BY Aline Reynolds
One steadfast survivor of 9/11 was brought back to its home at the World Trade Center site last Wednesday.
The callery pear, nicknamed the “survivor tree,” was nearly destroyed in the 9/11 attacks. Nine years later, the tree, back in good health, was returned to Ground Zero and joined 124 swamp white oaks now planted at the National 9/11 Memorial.
Richard Cabo, the tree’s primary caretaker since 9/11, was all smiles last Wednesday morning as he watched workers lower his beloved tree into a ditch at its permanent home on the plaza. Cabo plans to return to the site next April to check up on the tree.
The “survivor tree” is a “testament [to] our ability to endure the symbol of our unshakable belief in a brighter future,” according to Mayor Michael Bloomberg, who kicked off the 9/11 Memorial planting ceremony last Wednesday. Themes of endurance and renewal the tree evokes, he added, are central to the holiday season. The mayor previously appeared at the plaza to witness the planting of the 50th oak tree in October.
“This tree is a key element of the memorial plaza’s landscape,” said Joe Daniels, president of the National 9/11 Memorial and Museum. The W.T.C. site, once emblematic of destruction and “hellish conditions,” Daniels said, now symbolizes “beauty and peace.”
In October 2001, the callery pear tree was uncovered at Ground Zero amid the rubble with a blackened trunk, broken roots and only one living branch. Against all odds, the N.Y.C. Parks Department believed it could be salvaged.

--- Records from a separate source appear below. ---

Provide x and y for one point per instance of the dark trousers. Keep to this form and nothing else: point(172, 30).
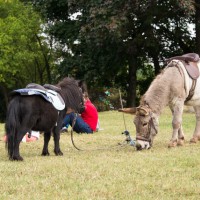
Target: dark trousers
point(80, 126)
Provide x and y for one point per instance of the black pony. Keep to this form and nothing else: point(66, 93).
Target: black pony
point(26, 113)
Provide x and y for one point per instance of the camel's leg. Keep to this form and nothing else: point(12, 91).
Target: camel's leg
point(196, 134)
point(177, 111)
point(181, 137)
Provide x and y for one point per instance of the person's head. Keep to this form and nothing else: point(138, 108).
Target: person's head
point(85, 96)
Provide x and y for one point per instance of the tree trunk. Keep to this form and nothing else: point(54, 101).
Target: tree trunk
point(131, 90)
point(156, 64)
point(197, 26)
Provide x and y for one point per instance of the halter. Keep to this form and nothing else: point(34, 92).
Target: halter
point(150, 125)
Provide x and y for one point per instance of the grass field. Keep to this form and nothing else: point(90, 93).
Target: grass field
point(104, 170)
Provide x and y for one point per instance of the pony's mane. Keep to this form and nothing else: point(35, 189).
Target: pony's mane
point(71, 93)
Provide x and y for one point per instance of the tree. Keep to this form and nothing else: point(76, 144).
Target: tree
point(24, 54)
point(109, 41)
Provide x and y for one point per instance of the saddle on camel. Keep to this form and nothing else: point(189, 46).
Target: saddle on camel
point(177, 85)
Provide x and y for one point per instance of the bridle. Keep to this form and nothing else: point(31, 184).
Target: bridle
point(150, 126)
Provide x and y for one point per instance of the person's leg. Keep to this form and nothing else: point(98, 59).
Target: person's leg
point(80, 126)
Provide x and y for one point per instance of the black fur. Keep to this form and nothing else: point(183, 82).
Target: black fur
point(26, 113)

“Trees are pretty resilient things,” said Parks Department Commissioner Adrian Benepe. “It’s in their DNA to come back from wounds.”
A month later, the tree was carefully transported to the Arthur Ross Nursery in Van Cortlandt Park in the Bronx, where Richard Cabo, who now serves as the Parks Department’s citywide nursery manager, resuscitated it.
He and his colleagues stabilized the injured tree by planting it in hearty soil and by frequently fertilizing and pruning it. “Over time, she took care of herself, but in the beginning, it was a lot of care,” said Cabo.
Cabo affectionately refers to the tree as a “she” because over time it became “more and more dear” to him. And the Arthur Ross team carved out an exclusive space for the tree at the nursery and built a memorial around it.
“We were just taking care of it ‘cause we got attached to it, and it was important to us,” said Cabo. Little did they know that, years later, it would become the only survivor tree to return to its home.
The tree’s resilience was tested yet again when it was knocked over by violent winds at the nursery last March. The team managed once more to save its life.
“We watered it a lot so it wouldn’t go into shock,” said Cabo, who filled the roots’ holes with soil and added a layer of wooden bark chips on top of the roots to limit its exposure to the cold.
“Again, we and the tree refused to throw in the towel,” Bloomberg said of the rescue mission. “We replanted the tree, and it bounced back immediately.”
The “survivor” tree dates back to the 1970s, when it was planted near Towers Four and Five on the eastern side of the former W.T.C. site. It distinguishes itself from the plaza’s oak trees, Benepe explained, by sprouting white flowers rather than acorns.
“It’s very much a sign of spring when the callery pears bloom, ‘cause it’s the first tree to bloom before the cherries blossom,” said Benepe.
The six other 9/11 survivor trees – three callery pears and three leaf lindens – are permanently planted near City Hall and at the Manhattan entrance to the Brooklyn Bridge.
National 9/11 Memorial and Museum Board Member Keating Crown, who also spoke at Wednesday’s planting ceremony, said, “It’s a privilege to be here today on the planting of this special tree that survived the 9/11 attacks.” Crown escaped death on 9/11 when he descended the last usable stairwell from the 78th floor in the south tower.
The tree, Crown continued, is a meaningful symbol for 9/11 survivors such as himself. “The fact that this tree survived such devastation reminds us all of the capacity the human spirit can endure.”